Михаил Пришвин - Том 3. Журавлиная родина. Календарь природы
– Это не поэзия.
– Что же это? – спросил я.
– Нет, – поправился Блок, – это поэзия, но и еще что-то.
– Что?
– Не знаю.
Теперь я понимаю, что в этой книге «таинственная сила» выделилась определенно как поэтическая, а другая часть ее оставалась, скажу, в смешанном состоянии и не поддавалась определению поэта.
Это было время борьбы с натуралистическим и гражданским направлением литературы, умиравшим в «Русском богатстве». Поэтическое «Я» разрозненно выбивалось из обветшалых форм, прислоняясь к ницшеанскому сверхчеловеку, очищалось, утончалось, пока, наконец, не заключило себя в формулу: Я – бог. То было величайшее дерзновение, подобное прыжку со скалы, в чаянии полета без крыльев с помощью одной только веры в себя. Трагедия автора сверхчеловека общеизвестна… Вслед за первым поэтом, посмевшим объявить себя богом, появилось бесчисленное множество богов. Все было похоже, как если бы Заратустра пришел в тропический лес, разостлал бы холст, накатал бы его на себя, как делают ловцы обезьян, потом опять раскатал бы холст и удалился. После того обезьяны, как это известно, подражая человеку, закатываются в холст, и в таком виде их ловят.

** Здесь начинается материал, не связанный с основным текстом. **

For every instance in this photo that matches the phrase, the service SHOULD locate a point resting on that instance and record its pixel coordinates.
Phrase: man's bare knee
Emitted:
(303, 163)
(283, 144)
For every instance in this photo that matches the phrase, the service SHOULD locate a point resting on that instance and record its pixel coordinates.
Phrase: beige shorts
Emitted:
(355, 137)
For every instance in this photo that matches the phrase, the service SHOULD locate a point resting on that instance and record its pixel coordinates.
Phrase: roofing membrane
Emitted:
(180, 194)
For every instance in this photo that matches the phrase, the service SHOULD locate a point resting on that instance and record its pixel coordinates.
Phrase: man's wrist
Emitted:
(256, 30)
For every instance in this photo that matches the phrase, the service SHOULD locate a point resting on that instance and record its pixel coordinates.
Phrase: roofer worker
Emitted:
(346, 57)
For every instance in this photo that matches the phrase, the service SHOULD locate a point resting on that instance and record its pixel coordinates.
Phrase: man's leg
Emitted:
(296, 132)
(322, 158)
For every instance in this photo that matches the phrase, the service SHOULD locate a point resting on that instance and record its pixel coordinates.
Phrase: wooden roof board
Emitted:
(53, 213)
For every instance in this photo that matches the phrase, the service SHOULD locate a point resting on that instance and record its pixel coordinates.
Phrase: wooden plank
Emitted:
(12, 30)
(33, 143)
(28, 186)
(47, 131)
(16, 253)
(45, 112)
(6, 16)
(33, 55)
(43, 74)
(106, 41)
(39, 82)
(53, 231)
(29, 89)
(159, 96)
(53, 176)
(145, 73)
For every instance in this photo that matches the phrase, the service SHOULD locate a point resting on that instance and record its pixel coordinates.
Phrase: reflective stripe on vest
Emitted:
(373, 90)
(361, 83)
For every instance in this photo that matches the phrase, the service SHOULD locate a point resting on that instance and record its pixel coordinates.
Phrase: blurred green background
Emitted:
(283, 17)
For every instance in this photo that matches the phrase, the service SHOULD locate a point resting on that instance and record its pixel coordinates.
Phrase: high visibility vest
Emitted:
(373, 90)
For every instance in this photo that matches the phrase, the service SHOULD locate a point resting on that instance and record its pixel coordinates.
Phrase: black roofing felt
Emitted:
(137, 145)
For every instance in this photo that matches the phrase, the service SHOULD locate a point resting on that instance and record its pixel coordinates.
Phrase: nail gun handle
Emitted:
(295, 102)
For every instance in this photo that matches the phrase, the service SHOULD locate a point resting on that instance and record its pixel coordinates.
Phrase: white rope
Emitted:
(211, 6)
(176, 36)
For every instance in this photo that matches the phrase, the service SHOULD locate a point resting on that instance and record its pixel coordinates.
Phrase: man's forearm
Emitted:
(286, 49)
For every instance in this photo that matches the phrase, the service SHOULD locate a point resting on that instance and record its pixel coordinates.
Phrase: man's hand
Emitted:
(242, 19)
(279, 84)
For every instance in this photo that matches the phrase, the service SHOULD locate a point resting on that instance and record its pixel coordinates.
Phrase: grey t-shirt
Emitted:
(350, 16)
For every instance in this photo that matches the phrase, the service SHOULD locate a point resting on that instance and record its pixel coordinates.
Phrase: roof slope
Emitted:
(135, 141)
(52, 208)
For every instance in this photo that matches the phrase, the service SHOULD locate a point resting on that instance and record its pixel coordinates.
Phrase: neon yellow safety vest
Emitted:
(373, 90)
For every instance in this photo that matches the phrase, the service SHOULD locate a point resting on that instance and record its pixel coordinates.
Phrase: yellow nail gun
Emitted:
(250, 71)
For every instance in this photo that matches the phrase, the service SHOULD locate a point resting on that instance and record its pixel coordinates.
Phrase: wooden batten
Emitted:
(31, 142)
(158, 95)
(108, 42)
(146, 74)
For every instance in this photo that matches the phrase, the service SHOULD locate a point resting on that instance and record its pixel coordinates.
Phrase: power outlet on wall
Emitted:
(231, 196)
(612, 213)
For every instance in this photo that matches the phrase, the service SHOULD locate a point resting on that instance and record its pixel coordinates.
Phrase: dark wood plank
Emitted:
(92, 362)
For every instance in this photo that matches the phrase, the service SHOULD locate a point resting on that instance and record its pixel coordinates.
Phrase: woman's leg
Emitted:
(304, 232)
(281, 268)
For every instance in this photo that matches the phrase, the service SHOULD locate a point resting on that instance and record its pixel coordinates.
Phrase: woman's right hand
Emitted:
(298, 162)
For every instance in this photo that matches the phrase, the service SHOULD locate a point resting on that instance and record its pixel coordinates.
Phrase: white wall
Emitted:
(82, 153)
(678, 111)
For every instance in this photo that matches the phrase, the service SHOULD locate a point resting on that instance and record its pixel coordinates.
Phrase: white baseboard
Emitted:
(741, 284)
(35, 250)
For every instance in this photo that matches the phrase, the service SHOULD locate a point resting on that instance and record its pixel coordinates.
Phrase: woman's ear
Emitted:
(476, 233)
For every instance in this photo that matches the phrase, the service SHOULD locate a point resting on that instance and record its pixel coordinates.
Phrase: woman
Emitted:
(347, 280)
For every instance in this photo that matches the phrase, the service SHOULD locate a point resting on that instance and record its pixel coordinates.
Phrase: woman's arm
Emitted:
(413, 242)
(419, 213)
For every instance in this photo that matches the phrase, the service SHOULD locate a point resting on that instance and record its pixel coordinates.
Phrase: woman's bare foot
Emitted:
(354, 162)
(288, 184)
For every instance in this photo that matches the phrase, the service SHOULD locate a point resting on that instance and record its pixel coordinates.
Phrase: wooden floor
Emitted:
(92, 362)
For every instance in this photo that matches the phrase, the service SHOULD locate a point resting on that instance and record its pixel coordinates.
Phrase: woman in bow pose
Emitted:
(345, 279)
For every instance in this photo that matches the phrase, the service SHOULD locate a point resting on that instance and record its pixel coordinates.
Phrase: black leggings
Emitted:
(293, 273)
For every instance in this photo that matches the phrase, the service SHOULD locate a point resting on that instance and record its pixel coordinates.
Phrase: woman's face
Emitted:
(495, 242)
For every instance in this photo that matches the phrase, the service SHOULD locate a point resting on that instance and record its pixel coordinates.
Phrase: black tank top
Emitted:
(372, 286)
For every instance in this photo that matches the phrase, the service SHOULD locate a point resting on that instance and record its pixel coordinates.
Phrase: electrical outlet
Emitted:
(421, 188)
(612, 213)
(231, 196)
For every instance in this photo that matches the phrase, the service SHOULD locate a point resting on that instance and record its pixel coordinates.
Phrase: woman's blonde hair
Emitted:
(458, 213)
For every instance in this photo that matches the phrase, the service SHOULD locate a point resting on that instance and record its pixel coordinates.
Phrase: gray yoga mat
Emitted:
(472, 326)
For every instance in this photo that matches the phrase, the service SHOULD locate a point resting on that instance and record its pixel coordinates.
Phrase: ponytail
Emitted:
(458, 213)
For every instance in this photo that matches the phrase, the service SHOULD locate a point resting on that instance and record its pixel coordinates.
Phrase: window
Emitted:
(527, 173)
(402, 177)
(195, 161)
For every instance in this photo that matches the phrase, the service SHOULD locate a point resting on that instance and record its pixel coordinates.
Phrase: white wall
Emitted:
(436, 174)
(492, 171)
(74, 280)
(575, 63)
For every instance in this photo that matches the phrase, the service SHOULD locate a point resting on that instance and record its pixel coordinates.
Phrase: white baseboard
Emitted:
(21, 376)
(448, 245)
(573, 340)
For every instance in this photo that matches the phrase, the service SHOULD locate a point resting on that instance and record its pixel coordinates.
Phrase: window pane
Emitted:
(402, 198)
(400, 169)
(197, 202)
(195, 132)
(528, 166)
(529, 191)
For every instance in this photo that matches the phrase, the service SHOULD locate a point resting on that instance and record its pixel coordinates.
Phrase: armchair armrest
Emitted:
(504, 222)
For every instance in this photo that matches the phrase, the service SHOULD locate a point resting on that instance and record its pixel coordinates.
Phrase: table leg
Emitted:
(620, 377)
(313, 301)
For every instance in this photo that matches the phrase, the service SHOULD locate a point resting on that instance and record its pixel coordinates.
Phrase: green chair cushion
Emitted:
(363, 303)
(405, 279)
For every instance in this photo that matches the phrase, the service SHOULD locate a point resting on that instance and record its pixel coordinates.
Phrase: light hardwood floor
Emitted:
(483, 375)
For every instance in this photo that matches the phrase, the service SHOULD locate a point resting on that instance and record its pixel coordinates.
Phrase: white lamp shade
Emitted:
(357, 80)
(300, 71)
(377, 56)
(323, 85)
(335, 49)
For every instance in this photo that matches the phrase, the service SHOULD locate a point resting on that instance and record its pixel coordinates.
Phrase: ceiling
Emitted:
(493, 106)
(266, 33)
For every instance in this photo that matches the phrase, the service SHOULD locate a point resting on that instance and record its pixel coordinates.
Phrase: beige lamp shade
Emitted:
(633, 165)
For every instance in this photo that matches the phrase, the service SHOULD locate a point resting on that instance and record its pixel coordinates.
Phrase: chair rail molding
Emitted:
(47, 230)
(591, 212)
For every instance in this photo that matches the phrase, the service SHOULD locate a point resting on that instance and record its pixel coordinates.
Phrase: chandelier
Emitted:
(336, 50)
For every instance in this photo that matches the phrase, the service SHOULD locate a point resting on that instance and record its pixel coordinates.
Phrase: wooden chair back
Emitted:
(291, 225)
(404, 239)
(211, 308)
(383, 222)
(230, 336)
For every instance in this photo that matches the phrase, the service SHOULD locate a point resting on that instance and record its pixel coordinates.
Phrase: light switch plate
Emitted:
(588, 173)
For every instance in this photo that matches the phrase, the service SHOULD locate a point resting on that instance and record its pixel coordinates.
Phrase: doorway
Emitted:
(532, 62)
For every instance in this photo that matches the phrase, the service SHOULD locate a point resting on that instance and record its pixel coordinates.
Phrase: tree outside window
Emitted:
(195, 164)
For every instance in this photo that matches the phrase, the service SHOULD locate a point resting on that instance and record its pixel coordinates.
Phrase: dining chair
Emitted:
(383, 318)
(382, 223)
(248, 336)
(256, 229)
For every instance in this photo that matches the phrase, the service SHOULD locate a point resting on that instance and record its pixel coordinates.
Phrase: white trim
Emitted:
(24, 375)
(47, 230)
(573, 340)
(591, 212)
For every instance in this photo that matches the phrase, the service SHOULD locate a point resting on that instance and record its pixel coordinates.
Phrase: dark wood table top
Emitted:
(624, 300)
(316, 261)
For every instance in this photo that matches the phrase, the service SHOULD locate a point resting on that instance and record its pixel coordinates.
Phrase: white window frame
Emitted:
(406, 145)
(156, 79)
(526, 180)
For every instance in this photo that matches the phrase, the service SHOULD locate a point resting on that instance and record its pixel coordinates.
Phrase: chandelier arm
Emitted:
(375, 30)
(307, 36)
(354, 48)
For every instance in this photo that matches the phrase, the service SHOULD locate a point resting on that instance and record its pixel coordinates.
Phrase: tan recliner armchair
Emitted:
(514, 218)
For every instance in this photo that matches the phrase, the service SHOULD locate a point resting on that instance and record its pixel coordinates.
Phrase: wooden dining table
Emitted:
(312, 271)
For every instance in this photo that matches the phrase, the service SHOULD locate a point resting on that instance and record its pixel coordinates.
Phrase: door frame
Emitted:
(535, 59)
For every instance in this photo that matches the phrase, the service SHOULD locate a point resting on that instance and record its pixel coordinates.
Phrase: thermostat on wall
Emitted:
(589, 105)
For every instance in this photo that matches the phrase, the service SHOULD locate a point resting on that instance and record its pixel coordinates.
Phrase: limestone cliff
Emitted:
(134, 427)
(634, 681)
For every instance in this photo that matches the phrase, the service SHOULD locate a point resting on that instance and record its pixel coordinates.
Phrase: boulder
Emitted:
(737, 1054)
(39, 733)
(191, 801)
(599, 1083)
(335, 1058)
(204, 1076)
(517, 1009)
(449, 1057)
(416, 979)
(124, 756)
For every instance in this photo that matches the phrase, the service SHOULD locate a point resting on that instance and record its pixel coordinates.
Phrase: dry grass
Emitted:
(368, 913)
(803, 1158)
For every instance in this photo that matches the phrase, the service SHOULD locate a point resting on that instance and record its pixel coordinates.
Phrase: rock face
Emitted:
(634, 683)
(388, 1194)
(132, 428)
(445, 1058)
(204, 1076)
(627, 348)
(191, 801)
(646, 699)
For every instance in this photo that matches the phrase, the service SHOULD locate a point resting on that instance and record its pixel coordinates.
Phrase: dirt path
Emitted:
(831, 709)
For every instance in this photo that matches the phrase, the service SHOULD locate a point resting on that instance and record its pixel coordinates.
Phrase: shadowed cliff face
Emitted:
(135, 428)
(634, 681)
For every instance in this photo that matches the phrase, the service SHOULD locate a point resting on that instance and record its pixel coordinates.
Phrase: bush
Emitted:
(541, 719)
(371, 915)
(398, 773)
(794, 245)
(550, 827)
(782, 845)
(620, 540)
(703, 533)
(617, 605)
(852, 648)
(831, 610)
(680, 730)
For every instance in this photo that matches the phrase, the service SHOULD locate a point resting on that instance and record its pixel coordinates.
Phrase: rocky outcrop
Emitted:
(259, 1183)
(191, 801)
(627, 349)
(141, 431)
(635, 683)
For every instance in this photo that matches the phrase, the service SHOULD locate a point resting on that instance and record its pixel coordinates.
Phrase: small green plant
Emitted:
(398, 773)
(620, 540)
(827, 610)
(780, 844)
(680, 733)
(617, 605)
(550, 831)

Множество поэтов закаталось в богов и в таком смешном виде были изловлены. Тогда началась новая форма морально-эстетической болезни: богоискательство. Какой-то наивный, внушенный мне с детства страх божий не дал мне возможности проделать вполне серьезно опыты самообожествления и последующего богоискательства, но, конечно, все было так любопытно, что и я отдавал дань своему времени. Из этнографа я стал литератором с обязательством к словесной форме как таковой. Подражая богам, я тоже стал писать о себе, но в совершенно обратном направлении с декадентами: поскольку в этом «Я» было общего всему миру. На этом пути я так и остался, стараясь все больше и больше приблизиться к простоте своей первой книги.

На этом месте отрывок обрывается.